Apparently Pixologic has revamped the way ZModeler> Edge>Bridge>Two holes works so that it now seems to run a low level remeshing operation on the entire model, ruining my carefully created geometry and generally making a lot of decisions that I’d very much prefer it did not.
So many new triangles. So many holes where there were no holes before. So many random points linked by weird polygon bridges. Apparently in the name of making the bridge “smoother” which it is now much worse at doing as well than the original command.
Is anyone aware of a way to turn this “feature” off? Because I use the bridge function a lot in my workflow, and this revamp has rendered it sloppy and completely useless.

Here is what it’s done with face and especially eye geometry after attempting to attach a character head. First image is clean geometry, second has new triangles, holes punched through the eyelids, and the eyeballs and lids merged into a single object via weird broken geometry.

All of the various settings for bridge appear to use this new corrupted method, as does edge extrude. There’s no way to simply “Bridge” something anymore without also destroying a lot of polygons.

Any ideas?

Hello @Mighty_Thor,

This is typically caused by one or both of the following:

  1. The ZModeler Welding Tolerance in Preferences> Geometry is set too high. Reduce that to a lower or minimum value.

  2. The mesh is too small in the ZBrush worldspace. The optimal working size in ZB is a Tool> Geometry> Size XYZ value of approximately 2. Meshes that are especially small may experience inadvertent point welding even if the above slider is reduced to minimum value.

I would also point out that ZModeler is a low poly modeling tool. Sections of your mesh there are denser than ZModeler is intended to work with. There would be less chance of this happening if your points were spaced further apart.

Good luck!

Thanks, I appreciate the response.

1-Honestly, my issue is that it’s universally welding at all, as previous versions of the tool did not seem to process the entire model for potential welds, but kept their impact restricted to the area that I was bridging. They made no effort to “clean up” that bridge beyond the parameters I set. Nor does this solution address why it’s turning my quads into triangles for no reason, which it is doing enthusiastically.

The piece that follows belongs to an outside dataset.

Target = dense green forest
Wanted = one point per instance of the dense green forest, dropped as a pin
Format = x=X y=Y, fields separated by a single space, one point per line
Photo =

2- Good idea, but I’ve tried and the size of the model in the worldspace has no impact on this at all. It corrupts and remeshes the model in the exact same way whether it’s tiny or huge.

There appears to be a fundamental change in how ZModeler code is dealing with these kinds of functions with the advent of “edge extrude”, which does the same unwanted re-meshing and is causing problems in several departments for me. Perhaps the old code for Bridge has been replaced with some version of “Edge extrude”? If so, I’d beg Pixologic to restore the option of the old tool. I want Zmodeler to be local and slightly clunky, I do not ever want it to remesh my entire model against my will.

ZModeler may be meant for low poly, but it’s easily handled hundreds of models of this exact resolution in the past, doing this exact function, without any problems at all. This is a new thing.

Thanks again.

Ok, setting the Zmodeler welding to 1 in Preferences does appear to nearly make it stop doing this.

It’s still welding all adjacent objects into one big object, but it’s at least doing less wanton damage.

If the code allows, could I request that Pixologic consider adding a “zero” option to that slider, to prevent it from executing random welds at all outside the local area? I can likely resolve this with a combo of setting it to 1 and making the model bigger, but the option to get rid of it entirely would be really helpful.

My application of the software (high-res sculpture for 3d printing) sometimes requires me to use Zmodeler functions at higher resolutions, and as I said, this was something that’s always worked fine in the past. Re-sizing then going through and un-sticking (or exporting to Blender to use their edge bridge I suppose) is just a slow, clumsy solution in place of what used to be an easy, simple function.

Thanks for your time.

I’m going through exactly that same problem, did you find a solution?